Childcare is a routine -- but extremely costly -- expense for households with young children. About 55% of U.S. families spend at least $10,000 a year for childcare -- and thanks to closures, capacity limitations, and other pandemic-related changes, some families' childcare costs have skyrocketed over the last couple of years. Luckily, the tax credit money has helped at least some parents pay for this expense in recent months.

According to the new Household Pulse Survey from the Census Bureau, about 1 in 4 households with young children -- or about 26% -- used the money to cover childcare costs from early August to late September. That's a small but substantial increase from late July, when 1 in 5 families -- or about 22% -- were spending the money on childcare.

2. The money went toward school expenses, too

School-related expenses, like books, backpacks, and other supplies, can be pretty costly for families -- especially lower- and middle-income households who are on limited budgets. Parents were expected to spend an average of $529 per child on school supplies in 2020, despite many children learning at home in remote classrooms due to the pandemic. And, the costs of school expenses were expected to increase this year thanks to rising inflation, which has made consumer goods a lot more expensive.

Luckily, those expenses were a little easier to swing for many households this year thanks to the tax credit. Per the new study data, 3 in 10 families who received the August and September tax credit payments spent at least part of the money on their kids' school expenses. This included books and supplies, tuition, after-school programs -- not including tutoring and childcare -- and transportation to or from school.

And, it appears that the tax credit money helped minority families with school-aged children in particular. By late September, an estimated 4 in 10 Black families -- or about 42% -- and about 3 in 10 Hispanic families -- or about 31% -- used the money for school expenses. On the other hand, only about 1 in 4 non-Hispanic white families -- or 26% -- used the tax credit money for these types of expenses.

3. Children are now living in households with less debt

As we saw with the earlier spending trends, households are still using at least part of the recent tax credit payments to cover living expenses and household debt, too.

From late July through September, about half of the households receiving the tax credit money reported spending at least part of it on food. Another 4 in 10 households reported spending the money on their rent, mortgage, or utilities -- helping to relieve some of the financial burden that these routine costs can place on parents across the nation.

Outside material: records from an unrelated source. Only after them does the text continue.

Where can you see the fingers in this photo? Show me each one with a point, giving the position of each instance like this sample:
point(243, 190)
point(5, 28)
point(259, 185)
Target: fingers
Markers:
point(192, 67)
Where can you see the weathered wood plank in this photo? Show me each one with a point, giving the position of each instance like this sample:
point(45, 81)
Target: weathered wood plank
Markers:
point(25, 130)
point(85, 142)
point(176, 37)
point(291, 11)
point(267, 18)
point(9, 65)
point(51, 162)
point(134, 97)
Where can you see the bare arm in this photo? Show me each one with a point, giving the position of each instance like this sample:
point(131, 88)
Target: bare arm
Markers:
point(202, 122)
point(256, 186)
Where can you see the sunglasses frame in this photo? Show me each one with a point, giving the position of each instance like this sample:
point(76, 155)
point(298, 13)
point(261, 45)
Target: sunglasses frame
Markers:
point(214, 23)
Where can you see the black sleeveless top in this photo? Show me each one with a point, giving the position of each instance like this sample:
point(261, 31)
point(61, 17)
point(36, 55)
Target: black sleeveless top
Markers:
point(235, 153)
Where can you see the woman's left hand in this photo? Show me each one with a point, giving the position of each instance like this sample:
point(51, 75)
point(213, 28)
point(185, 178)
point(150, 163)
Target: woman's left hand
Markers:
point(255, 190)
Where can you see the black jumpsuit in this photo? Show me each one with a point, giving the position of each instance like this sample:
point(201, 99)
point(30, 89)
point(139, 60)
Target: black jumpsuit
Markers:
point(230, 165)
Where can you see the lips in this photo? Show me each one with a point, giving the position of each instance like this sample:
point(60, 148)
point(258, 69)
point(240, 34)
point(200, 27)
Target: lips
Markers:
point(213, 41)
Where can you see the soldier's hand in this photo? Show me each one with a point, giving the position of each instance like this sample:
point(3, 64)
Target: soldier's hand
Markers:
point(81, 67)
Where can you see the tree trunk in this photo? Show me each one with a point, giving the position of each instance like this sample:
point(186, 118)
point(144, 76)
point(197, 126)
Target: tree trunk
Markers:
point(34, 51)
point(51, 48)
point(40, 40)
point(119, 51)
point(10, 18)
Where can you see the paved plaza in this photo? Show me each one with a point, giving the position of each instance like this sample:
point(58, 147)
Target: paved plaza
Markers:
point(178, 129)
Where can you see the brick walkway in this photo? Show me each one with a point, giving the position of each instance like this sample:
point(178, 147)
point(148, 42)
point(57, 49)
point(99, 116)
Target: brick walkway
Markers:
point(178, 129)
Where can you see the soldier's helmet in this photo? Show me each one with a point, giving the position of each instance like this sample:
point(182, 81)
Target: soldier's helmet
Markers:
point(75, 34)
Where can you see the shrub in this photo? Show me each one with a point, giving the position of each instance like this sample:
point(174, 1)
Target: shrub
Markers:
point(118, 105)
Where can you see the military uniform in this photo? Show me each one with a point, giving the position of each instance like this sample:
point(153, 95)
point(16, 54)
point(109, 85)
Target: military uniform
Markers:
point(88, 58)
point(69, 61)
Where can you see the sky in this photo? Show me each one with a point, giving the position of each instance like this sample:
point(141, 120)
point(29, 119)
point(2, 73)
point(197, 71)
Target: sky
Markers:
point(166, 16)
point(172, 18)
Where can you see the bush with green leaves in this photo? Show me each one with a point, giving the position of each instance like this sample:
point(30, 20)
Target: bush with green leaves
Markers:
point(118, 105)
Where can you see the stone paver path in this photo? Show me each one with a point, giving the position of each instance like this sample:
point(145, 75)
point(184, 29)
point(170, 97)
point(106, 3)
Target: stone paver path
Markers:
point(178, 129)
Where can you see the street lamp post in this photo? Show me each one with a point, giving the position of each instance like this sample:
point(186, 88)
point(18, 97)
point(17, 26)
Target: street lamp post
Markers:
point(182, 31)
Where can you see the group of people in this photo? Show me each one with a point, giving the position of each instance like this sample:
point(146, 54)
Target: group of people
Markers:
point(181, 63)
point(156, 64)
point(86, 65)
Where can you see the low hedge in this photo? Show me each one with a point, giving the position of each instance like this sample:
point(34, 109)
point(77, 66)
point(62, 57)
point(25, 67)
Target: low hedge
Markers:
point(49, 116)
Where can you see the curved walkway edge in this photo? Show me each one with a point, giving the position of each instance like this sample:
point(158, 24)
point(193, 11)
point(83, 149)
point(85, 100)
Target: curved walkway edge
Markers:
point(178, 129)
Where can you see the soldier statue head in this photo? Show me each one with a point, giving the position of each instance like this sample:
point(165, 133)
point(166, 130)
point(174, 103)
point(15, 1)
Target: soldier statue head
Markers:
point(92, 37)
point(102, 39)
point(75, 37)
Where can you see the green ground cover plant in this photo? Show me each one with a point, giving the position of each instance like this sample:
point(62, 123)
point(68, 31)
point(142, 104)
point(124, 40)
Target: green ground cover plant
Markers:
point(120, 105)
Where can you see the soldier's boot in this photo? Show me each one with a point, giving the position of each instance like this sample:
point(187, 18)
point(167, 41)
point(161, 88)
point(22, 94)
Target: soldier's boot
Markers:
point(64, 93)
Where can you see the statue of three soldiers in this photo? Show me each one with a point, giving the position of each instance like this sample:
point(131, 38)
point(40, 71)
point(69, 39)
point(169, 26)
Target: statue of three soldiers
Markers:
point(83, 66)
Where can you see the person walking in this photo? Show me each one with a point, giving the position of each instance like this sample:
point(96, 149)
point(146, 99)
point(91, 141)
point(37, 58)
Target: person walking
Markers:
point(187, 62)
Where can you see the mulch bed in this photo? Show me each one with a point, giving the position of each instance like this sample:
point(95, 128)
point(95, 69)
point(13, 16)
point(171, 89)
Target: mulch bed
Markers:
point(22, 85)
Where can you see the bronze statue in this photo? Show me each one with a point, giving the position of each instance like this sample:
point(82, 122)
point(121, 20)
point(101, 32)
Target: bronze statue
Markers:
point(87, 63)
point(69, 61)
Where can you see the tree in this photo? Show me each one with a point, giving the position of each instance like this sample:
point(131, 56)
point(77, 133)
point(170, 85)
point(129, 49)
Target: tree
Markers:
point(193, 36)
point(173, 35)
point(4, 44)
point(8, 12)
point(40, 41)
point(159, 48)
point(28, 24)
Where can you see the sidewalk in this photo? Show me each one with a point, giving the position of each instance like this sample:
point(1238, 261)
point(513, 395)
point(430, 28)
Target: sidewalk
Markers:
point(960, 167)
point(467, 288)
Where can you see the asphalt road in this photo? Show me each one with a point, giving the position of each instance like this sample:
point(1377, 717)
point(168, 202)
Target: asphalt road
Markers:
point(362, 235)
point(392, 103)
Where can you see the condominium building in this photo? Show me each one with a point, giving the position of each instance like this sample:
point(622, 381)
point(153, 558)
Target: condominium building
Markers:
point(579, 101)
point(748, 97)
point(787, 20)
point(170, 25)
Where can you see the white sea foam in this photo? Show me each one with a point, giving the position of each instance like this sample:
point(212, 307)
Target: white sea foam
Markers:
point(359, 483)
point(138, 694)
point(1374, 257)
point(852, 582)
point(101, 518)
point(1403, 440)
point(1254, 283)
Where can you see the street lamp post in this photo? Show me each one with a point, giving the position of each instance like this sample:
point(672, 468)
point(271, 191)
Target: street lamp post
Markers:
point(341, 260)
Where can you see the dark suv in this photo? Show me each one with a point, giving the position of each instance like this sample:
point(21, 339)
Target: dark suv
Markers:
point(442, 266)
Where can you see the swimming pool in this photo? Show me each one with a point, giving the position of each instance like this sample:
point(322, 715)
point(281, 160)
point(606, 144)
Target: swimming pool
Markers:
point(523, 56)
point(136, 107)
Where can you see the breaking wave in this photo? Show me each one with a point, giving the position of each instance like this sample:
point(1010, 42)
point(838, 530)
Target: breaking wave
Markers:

Another 4 in 10 households reported that they used most of the money they received to pay off debt -- which mirrors the debt payoff trend found with earlier studies. That said, the new study also shows an uptick in households reporting that they "mostly spent" the money on debt.

Per the study, the number of households using the money for debt payments increased by about 6% -- jumping from 27% earlier in the year to 33% by late September. This is further proof that the households with children were hit the hardest by the pandemic -- and that the tax credit money has been essential in decreasing the hardships on children and adults in these households.